SURREY, B.C. -- A young man who was just days shy of his 18th birthday when he fatally beat a 15-year-old girl in a Delta, B.C., park has been sentenced as an adult to life in prison with no parole for at least seven years for second-degree murder.

The 21-year-old man pleaded guilty last year to killing Laura Szendrei in the suburban Vancouver park in September 2010. Despite the adult sentence, which would typically allow the media to publish the offender's name, his lawyer has indicated she plans to apply for a publication ban in the case.

Szendrei was walking through a forested area of the park when friends who had been waiting for her heard her screams.

They rushed to the area and found Szendrei, who was beaten so severely she died the following morning in hospital.

The murder shocked the province, not just because of the age of the young victim, but also for where it happened: a popular public park on a sunny Saturday afternoon, with nearby sports fields teeming with people.

Szendrei's parents made a tearful plea for help to catch their daughter's attacker as local residents wondered if their typically quiet bedroom suburb was safe.

In the months that followed, police set up an elaborate undercover operation, which the court heard elicited a confession from their suspect. He was arrested and charged in February 2011.

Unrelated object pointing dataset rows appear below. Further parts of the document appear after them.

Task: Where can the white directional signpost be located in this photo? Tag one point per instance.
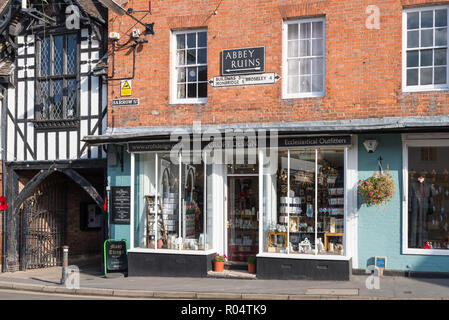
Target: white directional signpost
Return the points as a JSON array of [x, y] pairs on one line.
[[244, 80]]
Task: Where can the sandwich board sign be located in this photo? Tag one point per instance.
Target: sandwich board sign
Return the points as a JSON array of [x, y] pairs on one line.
[[125, 88]]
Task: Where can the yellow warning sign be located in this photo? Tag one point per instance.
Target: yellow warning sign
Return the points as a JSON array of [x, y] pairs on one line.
[[125, 88]]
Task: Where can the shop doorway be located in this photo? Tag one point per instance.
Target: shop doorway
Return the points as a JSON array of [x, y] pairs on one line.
[[242, 220]]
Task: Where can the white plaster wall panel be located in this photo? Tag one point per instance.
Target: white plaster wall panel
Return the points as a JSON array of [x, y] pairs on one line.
[[62, 145], [94, 100], [10, 141], [20, 143], [73, 152], [21, 100], [30, 100], [40, 146], [30, 139], [84, 102], [51, 145]]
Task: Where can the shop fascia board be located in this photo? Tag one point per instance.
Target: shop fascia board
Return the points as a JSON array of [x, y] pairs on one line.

"The seriousness of this accused's criminal wrongdoing cannot be understated," provincial court Judge Robin Baird said during Friday's sentencing.

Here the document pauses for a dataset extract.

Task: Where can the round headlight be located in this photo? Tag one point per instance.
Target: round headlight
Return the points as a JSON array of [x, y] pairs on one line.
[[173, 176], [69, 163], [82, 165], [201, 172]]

"There was a significant degree of planning and deliberation. Even if I accept that the accused left his home without the intention to kill someone, it was clear that he was resolved to commit rape and prepared to use a significant degree of violence to facilitate that intention or, if he was unsuccessful, that his victim would be incapable of bearing witness against him."

The judge's decision to impose an adult sentence prompted applause from the public gallery.

The attack occurred on Sept. 25; the killer turned 18, when he would have no longer had the protections of the Youth Criminal Justice Act, on Oct. 1.

The offender listened from the prisoner's box, wearing a white dress shirt and his blond hair cropped short, staring at the floor as the judge detailed his crime.

The provincial court room in Surrey was standing-room only, packed with dozens of family members, reporters and other onlookers. A group of reporters were relocated to the jury box to make room in the public gallery.

Szendrei's family could be heard crying as the teen's murder was detailed by the judge. Several briefly left the courtroom.

The court has previously heard evidence the attacker planned to subdue Szendrei by wrapping a plastic strap around her neck and then rape her. But the girl screamed and got away, after which he beat her over the head several times with a metal pipe.

The young man quickly fled, but he returned a short time later to gather his belongings, the court heard.

By then, Szendrei's friends were crowded around her. The attacker told the group he had heard something and even volunteered to help look for Szendrei's attacker, the court heard.

During the undercover police sting, the offender admitted he had attacked three other women several months before he killed Szendrei, the court heard.

In one instance, the attacker ran behind a woman and attempted to grab her buttocks. In another, he attempted to pull down a woman's pants while she was jogging in an attempt to grab or fondle her.

And in the third attack, he hit a woman with a stick "with an idea of disabling her" so he could either touch or have sex with her, the court was told.

The offender later told psychiatrists while in custody that he was driven by an anxiety around women due to his own lack of sexual experience.

The judge concluded the explanation was not believable and he described the man as a "sexually motivated murderer."

Last month, the man delivered an apology during his sentencing hearing, as Szendrei's parents watched from the public gallery.

"On that horrible day, I regretfully took the life of Laura Szendrei and destroyed her family," he said in late September.

"I caused terror in the Delta community, especially the friends and family of Laura Szendrei. I robbed the community of its sense of safety and its peacefulness. ... I'm not going to ask for forgiveness because I truly don't deserve it."

"No you don't," Szendrei's mother, Rachael, responded as she sobbed in gallery.

The man's sentence -- life with no parole for seven years -- is the maximum available to someone under 18 who is convicted of second-degree murder.

Had he been sentenced as a youth, he would have received a seven-year sentence, with the first four years served in custody and the remaining three served in the community.

Delta Police Chief Jim Cessford said the murder shook the foundation of the community and was especially devastating for young people.

"We conducted an extensive investigation and I'm pleased we could bring the evidence and facts and the person responsible before the courts," Cessford said in a statement.